An express warranty is created when a seller affirms a fact or a promise to the buyer pertaining to the goods they are transacting in, which can include the description of such goods, and as such this affirmation forms the basis of the sale bargain. This express warranty means that the goods shall conform to the promise or affirmation made earlier by the seller.

Charles, Nathan and Harry (2007, 989-1020) among other law practitioners, have noted that an express warranty can only be legally binding if the statement made is objective and specific. For example if a seller makes a statement that "this vehicle goes for forty miles per gallon" then such a statement is express warranty as it is specific and objective, but if the seller states that "this cargoes excellent mileage" then this is does not create an express warranty. On the other hand a sample or a model of product that determines if the buyer will purchase such a product and forms the basis of sale bargain creates an express warranty that the aforementioned product will conform to the sample or model of the product earlier shown. The court of law allows a buyer to return a product once purchased for a full return if it proves contrary to the express warranty earlier made.

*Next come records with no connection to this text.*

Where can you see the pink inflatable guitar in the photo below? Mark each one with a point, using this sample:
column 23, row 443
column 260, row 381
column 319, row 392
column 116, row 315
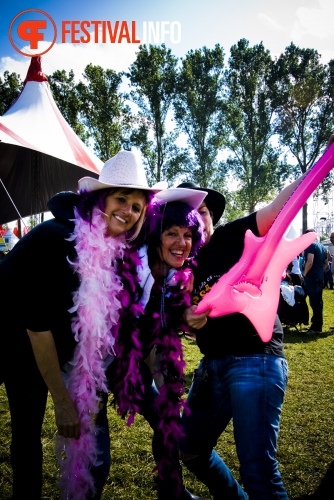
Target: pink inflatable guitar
column 252, row 285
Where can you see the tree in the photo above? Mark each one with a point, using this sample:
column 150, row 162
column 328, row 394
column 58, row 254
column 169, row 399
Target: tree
column 197, row 106
column 64, row 91
column 10, row 88
column 103, row 110
column 305, row 107
column 152, row 77
column 247, row 126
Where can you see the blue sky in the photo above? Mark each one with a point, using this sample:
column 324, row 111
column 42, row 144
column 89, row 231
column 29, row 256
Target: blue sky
column 308, row 23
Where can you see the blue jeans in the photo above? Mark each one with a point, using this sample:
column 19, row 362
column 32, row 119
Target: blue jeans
column 250, row 390
column 314, row 289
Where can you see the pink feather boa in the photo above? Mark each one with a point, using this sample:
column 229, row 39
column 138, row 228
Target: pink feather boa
column 96, row 305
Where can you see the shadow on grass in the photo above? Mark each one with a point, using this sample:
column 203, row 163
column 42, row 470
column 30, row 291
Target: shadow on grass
column 325, row 488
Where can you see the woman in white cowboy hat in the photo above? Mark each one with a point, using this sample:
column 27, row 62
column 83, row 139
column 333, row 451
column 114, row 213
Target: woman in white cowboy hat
column 63, row 279
column 149, row 345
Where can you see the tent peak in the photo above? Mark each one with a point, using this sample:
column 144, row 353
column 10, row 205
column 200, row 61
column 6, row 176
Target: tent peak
column 35, row 73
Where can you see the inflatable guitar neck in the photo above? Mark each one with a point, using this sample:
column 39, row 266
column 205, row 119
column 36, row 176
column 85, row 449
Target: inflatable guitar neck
column 252, row 285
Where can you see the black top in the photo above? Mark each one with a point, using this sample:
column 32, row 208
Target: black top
column 232, row 334
column 37, row 283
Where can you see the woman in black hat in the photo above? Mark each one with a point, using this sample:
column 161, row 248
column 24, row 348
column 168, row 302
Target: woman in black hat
column 240, row 377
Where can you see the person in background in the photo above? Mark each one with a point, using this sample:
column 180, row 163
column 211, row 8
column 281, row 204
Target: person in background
column 58, row 318
column 239, row 377
column 152, row 356
column 315, row 263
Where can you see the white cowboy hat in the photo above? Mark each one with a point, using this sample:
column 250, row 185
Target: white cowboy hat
column 192, row 197
column 122, row 170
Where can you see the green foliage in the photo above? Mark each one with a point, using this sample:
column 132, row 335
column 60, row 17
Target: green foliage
column 197, row 106
column 10, row 87
column 305, row 108
column 65, row 94
column 103, row 110
column 152, row 77
column 306, row 441
column 256, row 120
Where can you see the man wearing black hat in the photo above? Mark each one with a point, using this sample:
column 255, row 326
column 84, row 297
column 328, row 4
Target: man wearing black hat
column 240, row 376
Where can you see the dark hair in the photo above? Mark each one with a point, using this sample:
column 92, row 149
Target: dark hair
column 176, row 213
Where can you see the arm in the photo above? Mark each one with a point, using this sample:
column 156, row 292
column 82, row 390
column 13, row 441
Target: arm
column 44, row 349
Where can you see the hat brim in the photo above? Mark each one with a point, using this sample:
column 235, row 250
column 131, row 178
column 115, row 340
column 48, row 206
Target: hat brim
column 192, row 197
column 91, row 184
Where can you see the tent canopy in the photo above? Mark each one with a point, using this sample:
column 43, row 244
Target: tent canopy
column 40, row 154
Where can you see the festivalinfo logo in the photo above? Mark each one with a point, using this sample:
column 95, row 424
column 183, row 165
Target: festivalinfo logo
column 31, row 27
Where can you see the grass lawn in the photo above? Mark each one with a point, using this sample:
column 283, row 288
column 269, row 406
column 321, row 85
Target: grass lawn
column 305, row 448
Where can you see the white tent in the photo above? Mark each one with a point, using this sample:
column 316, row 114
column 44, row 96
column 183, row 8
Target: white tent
column 40, row 154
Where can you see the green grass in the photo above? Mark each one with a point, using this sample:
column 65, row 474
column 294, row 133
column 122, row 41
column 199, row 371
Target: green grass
column 306, row 442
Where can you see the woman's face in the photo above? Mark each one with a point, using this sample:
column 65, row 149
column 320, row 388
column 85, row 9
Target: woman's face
column 175, row 246
column 123, row 209
column 207, row 220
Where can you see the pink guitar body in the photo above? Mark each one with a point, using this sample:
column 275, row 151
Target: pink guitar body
column 252, row 285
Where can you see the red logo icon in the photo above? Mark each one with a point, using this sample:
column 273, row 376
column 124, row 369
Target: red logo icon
column 33, row 27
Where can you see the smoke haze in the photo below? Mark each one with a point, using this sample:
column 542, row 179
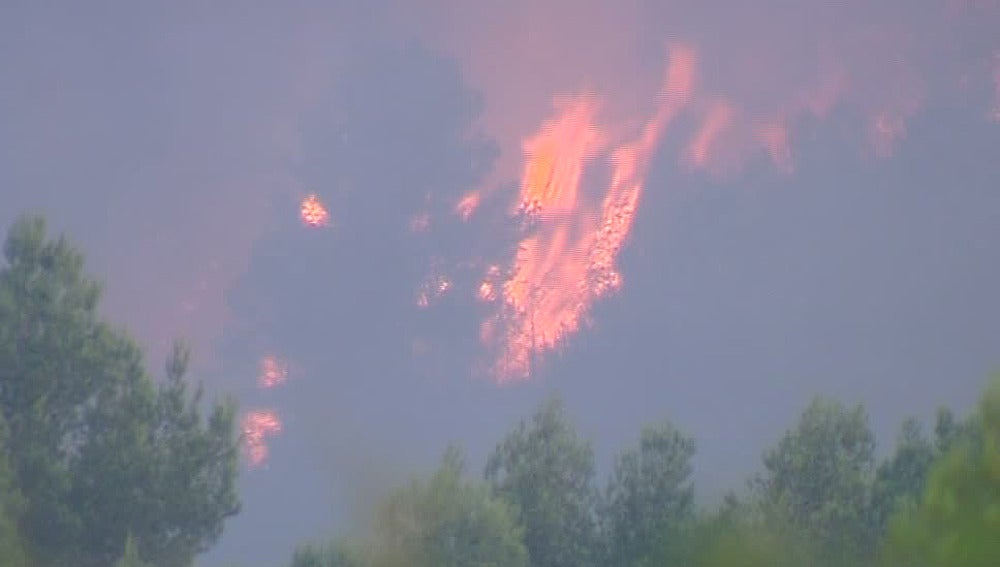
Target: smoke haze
column 818, row 215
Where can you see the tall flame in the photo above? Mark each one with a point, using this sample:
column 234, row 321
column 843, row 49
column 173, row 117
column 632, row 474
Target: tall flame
column 567, row 259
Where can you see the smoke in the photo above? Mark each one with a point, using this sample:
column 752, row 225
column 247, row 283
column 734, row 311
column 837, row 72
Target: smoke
column 753, row 74
column 764, row 67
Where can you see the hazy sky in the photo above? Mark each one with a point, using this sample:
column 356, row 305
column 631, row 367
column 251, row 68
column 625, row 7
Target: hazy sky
column 818, row 218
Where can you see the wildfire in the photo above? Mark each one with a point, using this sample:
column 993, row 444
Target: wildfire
column 567, row 259
column 258, row 425
column 434, row 287
column 273, row 372
column 313, row 213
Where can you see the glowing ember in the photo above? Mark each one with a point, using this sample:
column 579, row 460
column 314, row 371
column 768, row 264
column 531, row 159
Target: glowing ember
column 433, row 288
column 257, row 426
column 567, row 259
column 313, row 213
column 273, row 372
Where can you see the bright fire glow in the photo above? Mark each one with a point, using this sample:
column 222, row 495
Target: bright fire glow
column 273, row 372
column 434, row 286
column 313, row 213
column 467, row 206
column 257, row 427
column 567, row 258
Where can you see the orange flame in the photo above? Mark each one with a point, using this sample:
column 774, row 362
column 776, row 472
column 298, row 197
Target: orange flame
column 434, row 286
column 568, row 258
column 273, row 372
column 258, row 425
column 313, row 213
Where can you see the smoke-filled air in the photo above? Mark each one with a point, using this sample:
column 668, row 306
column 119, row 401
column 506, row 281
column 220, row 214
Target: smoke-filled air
column 518, row 283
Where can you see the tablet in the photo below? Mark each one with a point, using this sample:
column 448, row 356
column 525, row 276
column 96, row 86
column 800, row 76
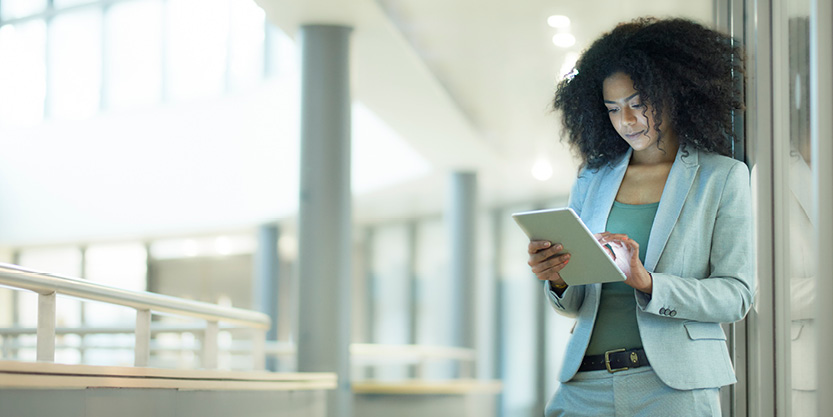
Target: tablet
column 589, row 263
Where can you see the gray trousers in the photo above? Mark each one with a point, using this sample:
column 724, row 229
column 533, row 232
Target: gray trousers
column 634, row 392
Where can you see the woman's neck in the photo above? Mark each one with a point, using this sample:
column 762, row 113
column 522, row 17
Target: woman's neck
column 664, row 152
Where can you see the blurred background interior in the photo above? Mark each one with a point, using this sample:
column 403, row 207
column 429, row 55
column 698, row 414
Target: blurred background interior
column 153, row 145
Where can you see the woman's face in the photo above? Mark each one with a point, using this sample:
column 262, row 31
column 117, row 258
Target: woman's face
column 632, row 119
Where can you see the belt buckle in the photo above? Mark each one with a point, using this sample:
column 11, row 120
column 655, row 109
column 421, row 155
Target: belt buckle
column 607, row 361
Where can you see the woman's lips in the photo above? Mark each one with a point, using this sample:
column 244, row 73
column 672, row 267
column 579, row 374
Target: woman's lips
column 633, row 136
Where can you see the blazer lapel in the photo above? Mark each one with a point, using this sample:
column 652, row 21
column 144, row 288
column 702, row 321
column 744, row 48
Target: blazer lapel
column 679, row 182
column 602, row 201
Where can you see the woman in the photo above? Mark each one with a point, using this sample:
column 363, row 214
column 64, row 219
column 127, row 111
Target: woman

Implied warranty of merchantability

Joseph (1999, 234-239) argued that in a sale transaction between consumer and merchant there is always an existence of implied warranty of merchantability, in that the consumer expects that goods bought will be fit for its' ordinary use. For example when buying a car from a dealer there is an implied warranty of merchantability warranting that the car will perform its' basic functions. However this promise does not cover every other thing that could go wrong after the car has been bought since things like breakdown do not prove that the seller breached the warranty of merchantability.

A breach of the implied warranty only arises when the consumer can prove that the aforesaid defect existed at the time of sale and a defect that occurs after the sale may have existed at the time of sale or not, and hence the liability of the merchant is only judged case by case.